8) Determining a low pass filter smoothed image
The low pass filter/smoothed image is determined as equation (8):
where G (x, y; σ) represents a Gaussian kernel with variance σ.
9) Method for constructing multi-scale affine
The multi-scale affine method is constructed according to the formula (9) as follows:
Lxu-(σ2Lxx+L)ux-σ2Lxyuy+Lyv-(σ2Lyy+L)vy-σ2Lxyvx=-Lt (9)
L(·)=I*G(·)is represented by Copt(x, y) convolution with a gaussian kernel, (· x, xx, y, yy, xy; l istRepresenting the pixel difference between the current frame and the next frame.
10) Determining velocity vectors for salient ultrasound blobs
(4) Removing abnormal motion parameters of a significant ultrasound spot
1) From the data set of the k-th significant ultrasound spotTo determine the number of randomly sampled samples Qk:
In the formula, gamma is a selected local interior point ratio, gamma is 0.2-0.4, q is a minimum data volume, q is 0.1-0.2 pi, P is an initialization confidence probability, and P is 0.80-0.95.
2) Randomly extracting a sample comprisingEach test sample is recorded as an estimation model corresponding to the sampling
3) Using all velocity vectorsFor the estimation modelPerforming inspection, and counting the number of inner points according to the error threshold value epsilonThe error threshold e takes the value 0.05.
Recalculating the estimate by the 2) stepModel (model)Counting the number of inner points again according to the step 3)
5)QkWhen Q is more than or equal to Q, Q is the maximum sampling frequency, Q is a limited positive integer, and the abnormal point is cut off and removed to obtain the number of the internal points
(5) Fitting a motion trajectory curve
Number of inner pointsAnd fitting a motion trail curve of the remarkable ultrasonic spot by adopting a cubic spline method.
In step (3) of the present invention, said step 7) is: in equation (4), the error function SAD is matchedkThe position with the minimum (u, v) is the central point, and the best matching block C is outputopt(x, y), establishing an optimal matching block CoptOptical flow field of (x, y):
in the step (3) of the present invention, the step 7) is: in equation (4), the error function SAD is matchedk(x,y)>βCThen, the best matching block C is outputopt(x, y), building the optimal matching block CoptOptical flow field of (x, y):
in the invention (4), the step 1) is: from the data set of the k-th significant ultrasound spotTo determine the number of randomly extracted samples Qk:
In the formula, gamma is a selected local interior point proportion, the best value of gamma is 0.3, q is the minimum data volume, the best value of q is 0.15 pi, P is an initialization confidence probability, and the best value of P is 0.90.

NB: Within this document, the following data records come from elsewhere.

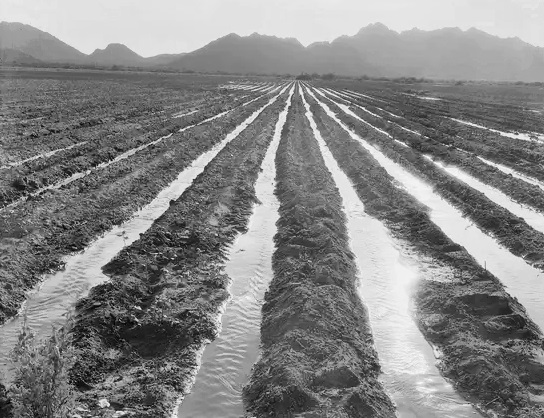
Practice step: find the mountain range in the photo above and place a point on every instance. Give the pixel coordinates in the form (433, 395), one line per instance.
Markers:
(376, 50)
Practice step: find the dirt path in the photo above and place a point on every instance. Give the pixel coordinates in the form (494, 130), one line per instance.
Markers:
(317, 355)
(140, 334)
(489, 347)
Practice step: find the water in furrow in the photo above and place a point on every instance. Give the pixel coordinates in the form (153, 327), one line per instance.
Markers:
(387, 278)
(120, 157)
(513, 173)
(57, 294)
(531, 216)
(521, 280)
(44, 155)
(227, 361)
(531, 137)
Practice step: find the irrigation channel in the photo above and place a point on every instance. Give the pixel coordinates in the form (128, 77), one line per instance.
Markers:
(128, 153)
(522, 280)
(48, 304)
(387, 278)
(227, 361)
(531, 216)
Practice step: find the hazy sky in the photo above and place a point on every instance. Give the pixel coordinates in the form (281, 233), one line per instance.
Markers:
(150, 27)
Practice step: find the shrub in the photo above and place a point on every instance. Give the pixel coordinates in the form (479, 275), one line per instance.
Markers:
(41, 388)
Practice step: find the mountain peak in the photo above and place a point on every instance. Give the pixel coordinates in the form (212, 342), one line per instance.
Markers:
(374, 28)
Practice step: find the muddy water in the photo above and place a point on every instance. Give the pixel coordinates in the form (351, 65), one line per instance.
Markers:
(514, 173)
(351, 96)
(227, 361)
(122, 156)
(521, 280)
(44, 155)
(47, 305)
(533, 218)
(522, 136)
(387, 277)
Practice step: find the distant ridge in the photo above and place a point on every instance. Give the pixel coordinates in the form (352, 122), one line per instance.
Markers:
(375, 50)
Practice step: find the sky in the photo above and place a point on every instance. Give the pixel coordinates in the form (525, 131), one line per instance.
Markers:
(151, 27)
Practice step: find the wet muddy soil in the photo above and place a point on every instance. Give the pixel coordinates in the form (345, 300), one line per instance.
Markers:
(488, 346)
(317, 358)
(139, 335)
(36, 235)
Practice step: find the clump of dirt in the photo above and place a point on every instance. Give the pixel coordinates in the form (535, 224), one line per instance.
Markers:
(489, 346)
(317, 355)
(139, 334)
(37, 234)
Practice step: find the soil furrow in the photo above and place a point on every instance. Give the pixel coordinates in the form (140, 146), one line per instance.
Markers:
(489, 346)
(509, 230)
(317, 355)
(139, 335)
(37, 235)
(517, 189)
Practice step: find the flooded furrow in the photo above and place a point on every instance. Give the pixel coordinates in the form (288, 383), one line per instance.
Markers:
(522, 280)
(387, 279)
(44, 155)
(530, 215)
(512, 172)
(50, 301)
(120, 157)
(531, 137)
(227, 361)
(352, 96)
(346, 109)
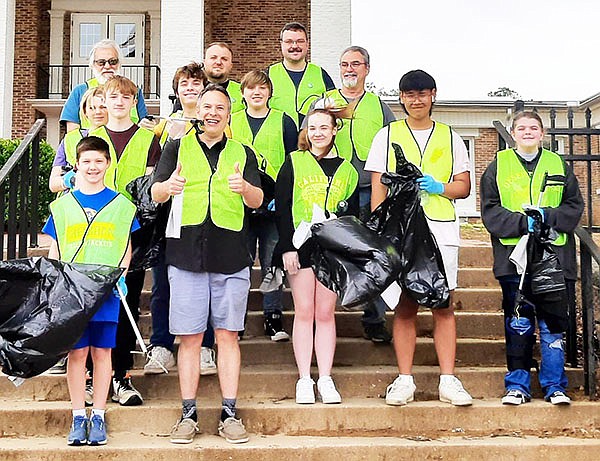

In the invention, the gray level and gradient information of an image are considered, and the image local autocorrelation function is adopted to screen remarkable ultrasonic spots in an initial frame, so that a plurality of regions of interest (ROI) are constructed; establishing a hexagonal search template, and adopting a block matching method to realize coarse-grained ultrasonic spot tracking of ROI and obtain an optimal matching block of each frame image; adopting a fine-grained ultrasonic spot tracking strategy of a Lucas-Kanade optical flow method to realize the detail tracking of the remarkable ultrasonic spots in the optimal matching block of each frame image; the abnormal motion parameters of the ultrasonic spots which are obvious between continuous frames are removed by adopting a random sampling consistency method, the error of a tracking result is corrected, the estimation of the muscle motion state is realized, the detection of the motion and deformation of the muscle tissue in a large range is realized, and the method has certain guiding significance for clinical muscle ultrasound.
Drawings
FIG. 1 is a process flow diagram of example 1 of the present invention.
FIG. 2 is a plot of the transverse velocity vector of an ultrasound spot.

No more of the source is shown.